Titular da prestigiosa cadeira RM Phillips de Economia da Inovação no Departamento de pesquisa em Ciência Política da Universidade de Sussex, no Reino Unido, ela presta consultoria para o governo britânico sobre crescimento estimulado por inovação.

Autora da obra referencial “O Estado empreendedor: Desmascarando o mito do setor público vs. o setor privado”, Mazzucato demole o mito neoliberal estadunidense expresso por Jobs em discurso famoso na Universidade de Stanford, em 2005, quando incitou os formandos a serem inovadores “indo atrás do que vocês amam” e “continuando loucos”.

O discurso, diz a pesquisadora, que foi citado como epítome da cultura da economia do “conhecimento”, enfatiza a parte “tola” da inovação e cria um mito em relação à origem do sucesso da Apple.

Um elemento chave para a desconstrução do discurso de Jobs foi a percepção, por parte do analista Horace Schmidt, de que a empresa era a antepenúltima em investimento em pesquisa e desenvolvimento na comparação com treze concorrentes do setor incluídas Microsoft, Google, Samsung, Sony e Amazon, segundo dados de 2012 referentes a parcela do faturamento destinada à P&D.
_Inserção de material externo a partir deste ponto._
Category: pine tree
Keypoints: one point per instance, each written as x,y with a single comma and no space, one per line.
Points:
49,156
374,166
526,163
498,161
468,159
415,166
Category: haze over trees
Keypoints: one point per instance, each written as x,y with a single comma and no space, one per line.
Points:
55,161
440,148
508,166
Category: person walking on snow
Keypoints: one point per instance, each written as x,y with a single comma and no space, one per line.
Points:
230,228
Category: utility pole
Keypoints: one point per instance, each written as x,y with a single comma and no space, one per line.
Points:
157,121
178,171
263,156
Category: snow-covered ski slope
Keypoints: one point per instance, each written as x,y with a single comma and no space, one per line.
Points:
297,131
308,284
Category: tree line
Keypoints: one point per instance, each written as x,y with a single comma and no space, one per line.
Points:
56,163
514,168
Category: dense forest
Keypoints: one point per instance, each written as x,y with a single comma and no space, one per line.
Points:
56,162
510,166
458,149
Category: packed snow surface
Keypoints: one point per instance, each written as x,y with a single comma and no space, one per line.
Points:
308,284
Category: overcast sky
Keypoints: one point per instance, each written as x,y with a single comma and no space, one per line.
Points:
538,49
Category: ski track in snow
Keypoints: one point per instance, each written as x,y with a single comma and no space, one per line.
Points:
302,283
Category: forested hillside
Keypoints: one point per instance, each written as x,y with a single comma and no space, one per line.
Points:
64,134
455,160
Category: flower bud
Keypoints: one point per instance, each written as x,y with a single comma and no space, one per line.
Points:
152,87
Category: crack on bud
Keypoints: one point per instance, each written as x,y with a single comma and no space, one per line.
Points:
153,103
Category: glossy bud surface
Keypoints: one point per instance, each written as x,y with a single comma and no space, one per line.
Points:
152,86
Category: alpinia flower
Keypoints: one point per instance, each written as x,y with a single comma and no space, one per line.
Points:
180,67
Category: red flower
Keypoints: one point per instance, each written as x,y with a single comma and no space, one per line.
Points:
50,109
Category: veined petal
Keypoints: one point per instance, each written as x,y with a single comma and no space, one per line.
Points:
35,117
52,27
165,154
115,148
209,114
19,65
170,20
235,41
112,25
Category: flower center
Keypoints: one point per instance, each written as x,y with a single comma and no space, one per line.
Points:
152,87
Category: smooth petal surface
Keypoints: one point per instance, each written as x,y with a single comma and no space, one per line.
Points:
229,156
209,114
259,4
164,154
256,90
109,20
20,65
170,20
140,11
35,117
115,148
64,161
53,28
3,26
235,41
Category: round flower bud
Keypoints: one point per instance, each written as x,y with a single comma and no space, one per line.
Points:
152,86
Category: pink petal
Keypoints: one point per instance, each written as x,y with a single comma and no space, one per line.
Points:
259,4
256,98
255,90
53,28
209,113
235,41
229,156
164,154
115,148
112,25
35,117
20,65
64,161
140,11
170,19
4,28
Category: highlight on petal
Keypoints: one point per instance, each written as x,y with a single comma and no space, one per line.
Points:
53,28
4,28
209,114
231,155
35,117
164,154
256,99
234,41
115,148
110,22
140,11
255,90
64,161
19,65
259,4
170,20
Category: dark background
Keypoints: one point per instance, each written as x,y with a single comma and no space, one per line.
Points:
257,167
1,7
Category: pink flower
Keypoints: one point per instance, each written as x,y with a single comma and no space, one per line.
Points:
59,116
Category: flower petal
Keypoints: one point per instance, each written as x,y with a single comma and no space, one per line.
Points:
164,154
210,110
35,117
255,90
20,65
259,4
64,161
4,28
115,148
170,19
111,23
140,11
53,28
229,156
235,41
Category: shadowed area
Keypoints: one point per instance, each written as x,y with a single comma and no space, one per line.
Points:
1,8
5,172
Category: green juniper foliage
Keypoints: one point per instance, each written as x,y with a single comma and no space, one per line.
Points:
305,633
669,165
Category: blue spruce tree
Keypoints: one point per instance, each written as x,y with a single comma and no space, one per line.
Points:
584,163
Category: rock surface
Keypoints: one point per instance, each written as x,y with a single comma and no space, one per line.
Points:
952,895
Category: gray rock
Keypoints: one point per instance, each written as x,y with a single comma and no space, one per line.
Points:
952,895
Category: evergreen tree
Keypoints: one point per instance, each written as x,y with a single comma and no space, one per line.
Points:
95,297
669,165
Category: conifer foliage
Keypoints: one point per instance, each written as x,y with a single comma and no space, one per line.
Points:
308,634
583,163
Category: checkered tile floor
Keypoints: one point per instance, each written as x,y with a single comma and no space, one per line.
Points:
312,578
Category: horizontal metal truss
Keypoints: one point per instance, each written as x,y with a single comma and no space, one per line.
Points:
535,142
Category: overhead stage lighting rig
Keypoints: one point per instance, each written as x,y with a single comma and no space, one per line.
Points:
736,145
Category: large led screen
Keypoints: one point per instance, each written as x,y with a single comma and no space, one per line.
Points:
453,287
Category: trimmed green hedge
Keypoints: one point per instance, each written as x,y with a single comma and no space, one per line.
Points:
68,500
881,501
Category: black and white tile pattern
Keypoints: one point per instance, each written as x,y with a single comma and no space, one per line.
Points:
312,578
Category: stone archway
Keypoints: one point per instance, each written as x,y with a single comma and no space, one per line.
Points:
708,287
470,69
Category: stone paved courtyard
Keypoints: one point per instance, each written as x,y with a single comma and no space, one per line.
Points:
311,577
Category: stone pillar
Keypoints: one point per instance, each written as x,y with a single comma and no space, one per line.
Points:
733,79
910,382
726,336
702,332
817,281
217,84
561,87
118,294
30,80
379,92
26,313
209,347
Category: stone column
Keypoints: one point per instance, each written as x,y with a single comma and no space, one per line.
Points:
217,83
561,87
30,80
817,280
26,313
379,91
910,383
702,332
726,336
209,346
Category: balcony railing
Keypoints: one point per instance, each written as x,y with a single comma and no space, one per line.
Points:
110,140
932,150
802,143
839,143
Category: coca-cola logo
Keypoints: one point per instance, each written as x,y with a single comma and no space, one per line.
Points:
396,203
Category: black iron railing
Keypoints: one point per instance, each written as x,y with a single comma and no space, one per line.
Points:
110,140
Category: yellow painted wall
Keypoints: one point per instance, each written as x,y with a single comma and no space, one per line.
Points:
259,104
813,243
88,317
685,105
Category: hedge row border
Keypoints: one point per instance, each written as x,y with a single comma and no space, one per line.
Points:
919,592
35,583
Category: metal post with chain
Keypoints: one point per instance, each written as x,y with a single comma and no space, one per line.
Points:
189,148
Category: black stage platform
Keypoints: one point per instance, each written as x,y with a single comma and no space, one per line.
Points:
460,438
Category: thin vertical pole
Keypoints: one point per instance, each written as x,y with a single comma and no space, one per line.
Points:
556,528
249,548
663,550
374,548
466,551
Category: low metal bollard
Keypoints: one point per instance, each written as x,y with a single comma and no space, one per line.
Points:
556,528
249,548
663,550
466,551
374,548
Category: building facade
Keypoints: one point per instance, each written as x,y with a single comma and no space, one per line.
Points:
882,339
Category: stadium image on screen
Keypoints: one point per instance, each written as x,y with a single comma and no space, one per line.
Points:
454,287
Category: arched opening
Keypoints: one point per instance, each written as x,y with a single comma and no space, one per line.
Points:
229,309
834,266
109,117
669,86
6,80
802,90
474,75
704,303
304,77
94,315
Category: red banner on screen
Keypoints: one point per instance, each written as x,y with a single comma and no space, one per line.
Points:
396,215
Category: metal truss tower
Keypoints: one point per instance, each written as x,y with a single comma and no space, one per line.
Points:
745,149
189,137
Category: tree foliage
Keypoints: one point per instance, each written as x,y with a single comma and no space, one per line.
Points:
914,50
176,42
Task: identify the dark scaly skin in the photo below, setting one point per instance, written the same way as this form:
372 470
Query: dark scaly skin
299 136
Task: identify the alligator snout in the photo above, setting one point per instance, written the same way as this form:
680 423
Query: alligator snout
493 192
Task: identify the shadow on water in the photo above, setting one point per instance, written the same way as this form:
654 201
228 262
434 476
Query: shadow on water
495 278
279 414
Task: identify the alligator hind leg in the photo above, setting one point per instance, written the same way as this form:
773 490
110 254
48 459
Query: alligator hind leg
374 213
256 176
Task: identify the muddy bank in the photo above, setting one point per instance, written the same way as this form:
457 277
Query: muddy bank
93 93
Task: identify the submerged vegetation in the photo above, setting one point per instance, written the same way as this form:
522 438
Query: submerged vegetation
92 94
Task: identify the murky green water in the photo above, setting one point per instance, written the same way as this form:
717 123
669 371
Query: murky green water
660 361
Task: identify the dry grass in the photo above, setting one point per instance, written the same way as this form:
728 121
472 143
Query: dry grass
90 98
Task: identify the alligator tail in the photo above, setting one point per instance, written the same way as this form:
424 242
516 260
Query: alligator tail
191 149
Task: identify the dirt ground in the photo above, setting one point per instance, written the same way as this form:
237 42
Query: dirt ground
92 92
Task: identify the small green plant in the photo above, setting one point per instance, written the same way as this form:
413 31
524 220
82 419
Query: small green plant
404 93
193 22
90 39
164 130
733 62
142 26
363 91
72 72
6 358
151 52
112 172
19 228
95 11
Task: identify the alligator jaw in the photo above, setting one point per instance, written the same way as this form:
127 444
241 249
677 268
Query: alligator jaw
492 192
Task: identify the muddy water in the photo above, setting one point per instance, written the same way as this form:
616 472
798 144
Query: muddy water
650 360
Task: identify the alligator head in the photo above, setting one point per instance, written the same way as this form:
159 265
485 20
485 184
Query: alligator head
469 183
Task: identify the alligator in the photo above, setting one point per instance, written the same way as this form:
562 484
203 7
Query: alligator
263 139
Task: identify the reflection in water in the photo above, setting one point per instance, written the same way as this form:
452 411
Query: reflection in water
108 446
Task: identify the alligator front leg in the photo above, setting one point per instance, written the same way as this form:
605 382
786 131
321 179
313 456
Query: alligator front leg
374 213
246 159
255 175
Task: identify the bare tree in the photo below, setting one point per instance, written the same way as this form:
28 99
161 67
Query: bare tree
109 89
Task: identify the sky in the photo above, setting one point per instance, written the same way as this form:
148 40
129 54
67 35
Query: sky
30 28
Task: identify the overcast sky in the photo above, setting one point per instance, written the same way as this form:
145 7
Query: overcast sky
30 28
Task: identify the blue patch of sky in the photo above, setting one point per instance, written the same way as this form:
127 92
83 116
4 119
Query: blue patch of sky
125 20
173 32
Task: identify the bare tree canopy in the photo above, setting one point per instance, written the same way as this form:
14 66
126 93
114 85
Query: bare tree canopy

Como explicar uma empresa tão inovadora com parcos recursos empregados em inovação em relação às sua competidoras? A explicação desse “mistério” identificado por Schmidt é detalhada por Mazzucato no gráfico “Origem dos produtos populares da Apple”, um dos altos do livro.

A Apple, como numerosas empresas privadas estadunidenses, simplesmente apropriou-se de tecnologia desenvolvida pelo Estado financiada com dinheiro dos impostos execrados pelos homens de negócios.

A origem das tecnologias cruciais dos produtos iPod Touch, iPhone e iPad, da Apple, é a seguinte, de acordo com o gráfico mencionado acima:

  • Memória RAM – DARPA (Agência de Projetos de Pesquisa Avançada de Defesa dos EUA)

  • Baterias de lítio – DoE (Departamento de Energia dos EUA)

  • Compressão de sinal – Laboratório de Pesquisas do Exército dos Estados Unidos

  • Tela de cristal líquido – NIH (Institutos Nacionais de Saúde dos Estados Unidos), NSF (Fundação Nacional de Ciências dos EUA), DoD (Departamento de Defesa dos EUA)

  • Microdisco rígido – DoE/DARPA

  • Microprocessador – DARPA

  • Tecnologia móvel – Exército dos Estados Unidos

  • HTTP/HTML – CERN (Organização Europeia para a Pesquisa Nuclear, Genebra)

O governo dos Estados Unidos presta involuntariamente outro tipo de “ajuda”, digamos, à Apple ao deixar de recolher impostos sobre grande parte dos lucros bilionários obtidas pela companhia, denuncia o pesquisador Gabriel Zucman, professor assistente da London School of Economics, no livro A Riqueza oculta das nações: Inquérito sobre os paraísos fiscais. “Trata-se provavelmente do melhor livro já escrito sobre paraísos fiscais e o que nós podemos fazer sobre eles”, destaca no prefácio o famoso economista Thomas Piketty, autor do estudo mais importante sobre a desigualdade de renda no mundo.

“Nos Estados Unidos, o Congresso revelou que uma das maiores empresas do planeta, a Apple, sonegou dezenas de bilhões de dólares em impostos por meio da manipulação do local de origem dos seus lucros”, chama atenção Zucman.

“Não há nada menos arriscado, antes o contrário, do que manipular os preços de patentes, logotipos, marcas ou algoritmos, porque o valor desses ativos é intrinsecamente difícil de estabelecer. É por isso que os gigantes da evasão fiscal são empresas da nova economia: Google, Apple e Microsoft. A taxação das companhias diminui na mesma medida que o capital imaterial ganha importância”, destaca Zucman.

Talvez a Apple devesse assinalar a conquista do valor de mercado inédito com a inauguração de uma placa na fachada da sua sede em Cupertino, na Califórnia, com agradecimentos ao Estado americano pela inestimável ajuda ao seu desempenho espetacular.